A Review: The Forgotten Son

As many of my readers may know, I’m one writer in the multi-authored Lethbridge-Stewart series, aka The Brigadier of Doctor Who fame. So I thought to look back at the book that launched the series by the author and editor, Andy Frankham-Allen.

My most lasting memory of The Brigadier is an episode of Doctor Who (I could not tell you which) starring Jon Pertwee. I have a clear image in my head of the Doctor driving away in Bessie with Alistair Lethbridge-Stewart looking on. Whether time has altered that visual I don’t know, but that is my clearest memory of first seeing Nicholas Courtney play a character as well-beloved by Who fans as any of the companions.

I’m a Doctor Who fan, but I cannot call myself an aficionado. An abiding love is not the same as repeatedly watching and researching the series to be as knowledgeable as Andy Frankham-Allen. His love of the show shines through not only in this story but in that Lethbridge-Stewart now appears as the lead in a new series of books.
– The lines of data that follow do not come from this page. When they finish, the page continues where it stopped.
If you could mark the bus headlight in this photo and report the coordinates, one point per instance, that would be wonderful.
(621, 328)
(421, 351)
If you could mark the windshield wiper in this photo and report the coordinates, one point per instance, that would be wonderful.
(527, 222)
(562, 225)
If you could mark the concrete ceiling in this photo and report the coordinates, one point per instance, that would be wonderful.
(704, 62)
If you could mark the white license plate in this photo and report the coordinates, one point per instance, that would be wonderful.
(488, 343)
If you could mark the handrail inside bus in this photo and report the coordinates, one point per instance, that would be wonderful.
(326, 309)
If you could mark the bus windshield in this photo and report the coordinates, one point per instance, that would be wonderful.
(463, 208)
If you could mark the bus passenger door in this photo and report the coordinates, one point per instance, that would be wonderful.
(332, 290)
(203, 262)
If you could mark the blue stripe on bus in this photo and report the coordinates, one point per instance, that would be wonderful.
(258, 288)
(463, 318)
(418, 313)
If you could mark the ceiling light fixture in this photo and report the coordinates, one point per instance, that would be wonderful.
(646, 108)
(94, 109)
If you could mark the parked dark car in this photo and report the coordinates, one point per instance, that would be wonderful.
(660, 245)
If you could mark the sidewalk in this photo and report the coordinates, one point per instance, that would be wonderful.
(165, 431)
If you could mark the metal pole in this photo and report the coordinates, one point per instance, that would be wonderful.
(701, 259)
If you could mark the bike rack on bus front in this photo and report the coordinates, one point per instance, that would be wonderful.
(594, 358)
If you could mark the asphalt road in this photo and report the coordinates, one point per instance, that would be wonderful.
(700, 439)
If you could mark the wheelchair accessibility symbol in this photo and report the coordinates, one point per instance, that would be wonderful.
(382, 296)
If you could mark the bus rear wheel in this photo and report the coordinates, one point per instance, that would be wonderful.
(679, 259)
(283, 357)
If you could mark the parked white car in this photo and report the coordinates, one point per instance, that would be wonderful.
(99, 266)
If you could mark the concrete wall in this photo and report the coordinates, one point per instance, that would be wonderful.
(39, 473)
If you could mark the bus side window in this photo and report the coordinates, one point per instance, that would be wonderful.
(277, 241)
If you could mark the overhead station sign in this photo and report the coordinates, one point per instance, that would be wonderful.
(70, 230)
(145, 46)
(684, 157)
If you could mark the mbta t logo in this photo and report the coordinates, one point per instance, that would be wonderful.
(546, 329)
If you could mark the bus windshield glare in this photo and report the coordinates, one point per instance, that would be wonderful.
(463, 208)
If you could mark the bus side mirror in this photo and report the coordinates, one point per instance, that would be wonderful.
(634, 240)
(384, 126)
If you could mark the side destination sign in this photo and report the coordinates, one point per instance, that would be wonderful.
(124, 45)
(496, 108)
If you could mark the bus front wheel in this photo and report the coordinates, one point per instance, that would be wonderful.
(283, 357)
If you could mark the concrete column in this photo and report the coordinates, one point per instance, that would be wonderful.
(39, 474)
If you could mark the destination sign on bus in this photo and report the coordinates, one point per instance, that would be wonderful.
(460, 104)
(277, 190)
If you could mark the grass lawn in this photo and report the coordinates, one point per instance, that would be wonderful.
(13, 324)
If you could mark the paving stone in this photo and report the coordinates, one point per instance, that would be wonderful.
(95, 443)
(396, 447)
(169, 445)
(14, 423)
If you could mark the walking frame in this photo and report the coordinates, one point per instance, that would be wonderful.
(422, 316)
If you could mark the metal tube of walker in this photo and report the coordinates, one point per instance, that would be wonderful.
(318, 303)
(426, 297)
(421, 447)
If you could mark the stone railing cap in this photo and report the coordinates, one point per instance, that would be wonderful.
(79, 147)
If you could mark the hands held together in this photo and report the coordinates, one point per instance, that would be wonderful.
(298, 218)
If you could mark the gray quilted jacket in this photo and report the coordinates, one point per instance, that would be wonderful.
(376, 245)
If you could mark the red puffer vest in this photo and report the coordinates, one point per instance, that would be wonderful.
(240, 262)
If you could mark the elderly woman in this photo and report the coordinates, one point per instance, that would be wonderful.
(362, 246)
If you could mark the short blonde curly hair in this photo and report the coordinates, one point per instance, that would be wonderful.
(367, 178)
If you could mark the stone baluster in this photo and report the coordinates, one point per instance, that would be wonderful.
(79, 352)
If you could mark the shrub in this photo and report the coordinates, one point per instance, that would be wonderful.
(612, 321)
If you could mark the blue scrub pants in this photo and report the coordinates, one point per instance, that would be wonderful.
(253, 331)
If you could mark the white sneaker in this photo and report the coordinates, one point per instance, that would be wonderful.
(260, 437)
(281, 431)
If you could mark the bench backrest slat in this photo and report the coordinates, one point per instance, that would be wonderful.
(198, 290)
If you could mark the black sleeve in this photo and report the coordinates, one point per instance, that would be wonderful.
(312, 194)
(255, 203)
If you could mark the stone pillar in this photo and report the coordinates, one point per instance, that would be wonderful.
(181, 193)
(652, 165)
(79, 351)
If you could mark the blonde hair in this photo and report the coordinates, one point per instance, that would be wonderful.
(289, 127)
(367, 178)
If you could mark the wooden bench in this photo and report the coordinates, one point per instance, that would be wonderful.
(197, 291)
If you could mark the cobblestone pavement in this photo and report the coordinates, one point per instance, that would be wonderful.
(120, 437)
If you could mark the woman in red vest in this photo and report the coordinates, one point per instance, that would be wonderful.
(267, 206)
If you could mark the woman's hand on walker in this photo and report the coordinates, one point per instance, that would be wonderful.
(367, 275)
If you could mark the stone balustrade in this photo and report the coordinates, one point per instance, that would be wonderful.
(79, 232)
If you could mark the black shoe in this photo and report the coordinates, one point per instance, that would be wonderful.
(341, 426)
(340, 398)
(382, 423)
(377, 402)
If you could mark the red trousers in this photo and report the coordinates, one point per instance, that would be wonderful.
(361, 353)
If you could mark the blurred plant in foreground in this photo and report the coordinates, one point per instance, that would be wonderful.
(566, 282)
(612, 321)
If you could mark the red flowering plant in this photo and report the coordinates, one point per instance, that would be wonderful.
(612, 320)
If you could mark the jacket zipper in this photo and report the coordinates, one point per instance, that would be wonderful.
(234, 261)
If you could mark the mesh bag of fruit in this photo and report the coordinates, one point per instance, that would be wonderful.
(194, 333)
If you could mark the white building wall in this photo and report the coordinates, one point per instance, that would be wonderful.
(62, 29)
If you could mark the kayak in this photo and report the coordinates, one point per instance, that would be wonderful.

I didn’t even know that the first appearance of Lethbridge-Stewart takes place in a 1968 episode The Web of Fear before reading the first book, nor do I remember the Yeti who terrorised London at the control of the Great Intelligence.

The Forgotten Son is a sequel of that story where the Great Intelligence, having escaped, leads Colonel Lethbridge-Stewart away from restoring order in London to his birthplace of Bledoe in Cornwall where he has to face not only a resurgence of the threat but some peculiar truths pertaining to his past. In this way, we learn a great deal more of the character, and in that, the story becomes more than a mere continuance.

As I’m not a diehard fan, I reserved my expectations. I wasn’t sure I would enjoy the story at all, but the writing is warm and opulent, making even the more complex elements easy to read and understand. Although I’d say it’s an action driven book, it still reveals much about the characters. I found the work a little choppy in places, but to explain I need to add that some scenes run short, unlike in most novels; however, I’ve encountered this with some tie-in/spin-off series from television before. These books often seem written as complements to the episodes, and the change of scenes happens the way they might in a show. Once I grew used to this, I no longer found it a problem. A pleasure was seeing the story set in Cornwall, an area I know well.

The story is the first and perhaps the hardest to produce. It’s the springboard from which other stories will come and sets the tone, provides a background even those who watch Doctor Who will be unfamiliar with. I’m just sorry Nicholas Courtney didn’t live to see these books come to the market. I can think of nothing better than had he a chance to read even a snippet of this aloud to an audience.

I began the book with a fondness for Lethbridge-Stewart created from nostalgia and memories, but with no desire to get to know this character at all. I finished it, wondering where the novels will take him and what more they might reveal about Lethbridge-Stewart’s job and beyond—the man (both fictitious and real) who will always be to me ‘The Brigadier’.

I cannot end without praising all those who aided in getting this series launched at all. Whether the books meet with commendation or censure, the character deserves his own series and has been too long overlooked.